Auf meinen Standard-Strecken lief es im neuen Jahr von Anfang an gut. Man muß schon ein wenig verrückt sein, wenn man jedes Jahr noch mal was drauf packen will. Schließlich wird man ja auch jedes Jahr älter. Mit mittlerweile 55 Jahren bin ich ja nun nicht mehr der Jüngste. Selbst in meiner Altersklasse (AK 51) gehöre ich schon nicht mehr zu den goldenen Jahrgängen. Wenn dann jedes Jahr Jüngere nachstoßen, wird es immer schwieriger die Spitze in der Altersklasse zu halten. Da hilft nur eins, noch mehr trainieren. So habe ich mein Training neu sortiert und noch eine Schippe drauf gepackt. Die 12.000 km werde ich wohl dieses Jahr locker überbieten.
Ganz besonders habe ich an meinem "Hausberg", dem Col de Lonne (Ahrbrück-Lind) trainiert. So oft, wie in diesem Jahr habe ich die 14 Minuten-Grenze im Training noch nie unterboten. 13ener Zeiten bin ich sonst eigentlich nur höchst selten gefahren, regelmäßig nur im Wettkampf. Dort sind die Bedingungen ja auch besser, als im Training. Beim Rennen ist man nicht nur hoch motiviert, sondern hat sich vorab noch nicht verausgabt, wie im Training und man treibt Gewichtsoptimierung am Rad. Alles was man nicht unbedingt braucht, wird beim Wettkampf nicht mitgenommen, also kein Werkzeug, keine Luftpumpe, keine Wasserflaschen, kein Handy, kein Verbandszeug, keine Geldbörse etc..
Dieses Jahr hatte ich mir vorgenommen, die 13 Minuten-Grenze zu knacken und erstmals eine 12er Zeit zu fahren. Das ist auch bitter notwendig, wenn ich dieses Jahr wieder aufs Treppchen will. Meine ärgsten 2 Konkurrenten sind letztes Jahr noch AK-41 gefahren und waren schneller als ich und zwar bis zu 50 Sekunden. Realistisch betrachtet, ist dieses Jahr eigentlich nur Platz 3 für mich drin.

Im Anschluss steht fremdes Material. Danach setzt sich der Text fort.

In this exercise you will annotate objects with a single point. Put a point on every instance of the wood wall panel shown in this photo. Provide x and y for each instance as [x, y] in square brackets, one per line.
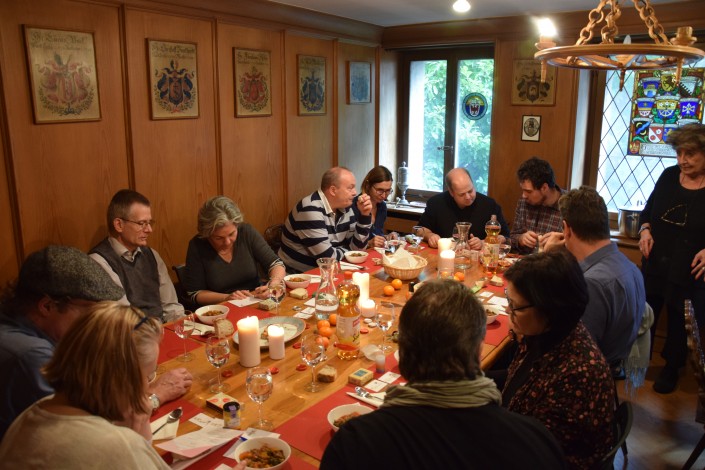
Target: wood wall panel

Am 29.05.11 ging es nun auf ein Neues.
Eine 12er Zeit sollte nach dem Papier drin sein, aber ob ich tatsächlich 50 Sekunden auf meinen stärksten Gegner, Bernhard Sehrt, aufholen kann, ist doch eher Wunsch, als Realität. Auf jeden Fall stand Bernhard Sehrt schon früh in der Anmeldeliste. Der 2. Gegner hatte sich zwar nicht vorab angemeldet, konnte aber noch immer am Renntag auftauchen, da es keinen Anmeldeschluß gibt.

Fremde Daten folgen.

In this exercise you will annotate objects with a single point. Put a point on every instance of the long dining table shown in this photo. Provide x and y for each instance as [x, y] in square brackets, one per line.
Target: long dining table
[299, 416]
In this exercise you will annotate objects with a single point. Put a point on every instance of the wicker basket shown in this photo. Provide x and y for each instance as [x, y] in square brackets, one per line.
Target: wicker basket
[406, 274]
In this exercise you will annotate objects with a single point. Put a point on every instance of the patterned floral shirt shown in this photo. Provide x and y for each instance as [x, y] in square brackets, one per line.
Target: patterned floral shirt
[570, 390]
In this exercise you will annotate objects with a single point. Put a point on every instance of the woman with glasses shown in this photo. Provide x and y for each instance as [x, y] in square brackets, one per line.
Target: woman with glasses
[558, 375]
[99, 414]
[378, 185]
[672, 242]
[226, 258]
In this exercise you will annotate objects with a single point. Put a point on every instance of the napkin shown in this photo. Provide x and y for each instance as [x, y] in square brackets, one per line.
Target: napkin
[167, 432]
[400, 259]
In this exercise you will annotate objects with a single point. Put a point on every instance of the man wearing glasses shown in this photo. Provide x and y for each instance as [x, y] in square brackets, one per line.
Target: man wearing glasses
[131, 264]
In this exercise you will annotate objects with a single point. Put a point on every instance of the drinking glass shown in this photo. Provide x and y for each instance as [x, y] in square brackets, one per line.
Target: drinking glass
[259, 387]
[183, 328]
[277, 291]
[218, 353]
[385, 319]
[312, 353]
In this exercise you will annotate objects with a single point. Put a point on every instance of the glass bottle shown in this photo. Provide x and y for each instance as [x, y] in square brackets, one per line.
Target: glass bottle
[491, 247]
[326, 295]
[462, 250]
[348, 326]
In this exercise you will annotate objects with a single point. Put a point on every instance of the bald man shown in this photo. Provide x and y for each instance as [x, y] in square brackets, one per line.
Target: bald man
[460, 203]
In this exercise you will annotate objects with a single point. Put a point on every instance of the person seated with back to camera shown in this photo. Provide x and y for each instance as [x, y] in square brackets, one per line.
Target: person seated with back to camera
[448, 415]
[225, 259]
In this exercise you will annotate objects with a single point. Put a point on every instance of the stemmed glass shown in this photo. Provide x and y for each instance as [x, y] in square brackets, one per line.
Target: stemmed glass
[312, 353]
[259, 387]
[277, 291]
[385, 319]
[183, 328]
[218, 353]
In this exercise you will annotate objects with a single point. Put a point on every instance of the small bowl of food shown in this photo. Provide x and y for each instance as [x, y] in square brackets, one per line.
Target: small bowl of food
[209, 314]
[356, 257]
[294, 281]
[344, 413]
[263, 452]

Das voraus gesagte Wetter sah gar nicht so schlecht aus, bis auf den böhigen Westwind. Gegen 11:30 Uhr habe ich mich auf mein Rennrad gesetzt und habe mich auf dem Weg zum Start warm gefahren. Mit dem starken Westwind haderte ich, weil er meine 12er Zeit zu nichte machen drohte. Es würde zumindest sehr schwer, das gesteckte Hauptziel noch zu erreichen.
Um 12:34 Uhr bin ich mit Startnummer 9 gestartet. Es war der erwartet schwere Kampf gegen Berg und Wind. Nach etwas mehr als der Hälfte, hatte ich schon die 3 vor mir gestarteten "im Sack". Der Abstand zwischen den Startern beträgt 1 Minute. Meine Zwischenzeiten waren trotz des Gegenwindes gut, aber die 12er Zeit war in Gefahr. Als ich im Ziel meine Stoppuhr anhielt, standen dort 12:55 Minuten zu buche. Es müßte also noch ganz knapp mit der 12er Zeit geklappt haben, aber reicht die Zeit auch fürs Treppchen? Das lange warten begann und sollte erst am 31.05.11 beendet sein. Zwar verlaß man meinen Namen, als vorläufgigen Sieger in der AK-51 noch am selben Tag, aber das war noch nicht das offizielle Endergebnis. Toll wäre es schon, zum 3. mal die Altersklasse zu gewinnen.
Dann endlich erhielt ich mein offizielles Ergebnis: 12:59 und Platz 1 in meiner Altersklasse. Insgesamt waren 123 Männer und 12 Frauen am Start. Von Allen hatte ich die 24-beste Zeit. Dabei waren 111 Männer jünger als ich.
Ach ja, mein Hauptkonkurrent hatte 25 Sekunden mehr auf der Uhr, als ich. Der andere Konkurrent war nicht am Start.
Fazit: Dritter Sieg im fünften Rennen (einmal Zweiter u. eimal ohne Wertung). Alles super, aber nach dem Rennen ist vor dem Rennen. Das Training geht weiter.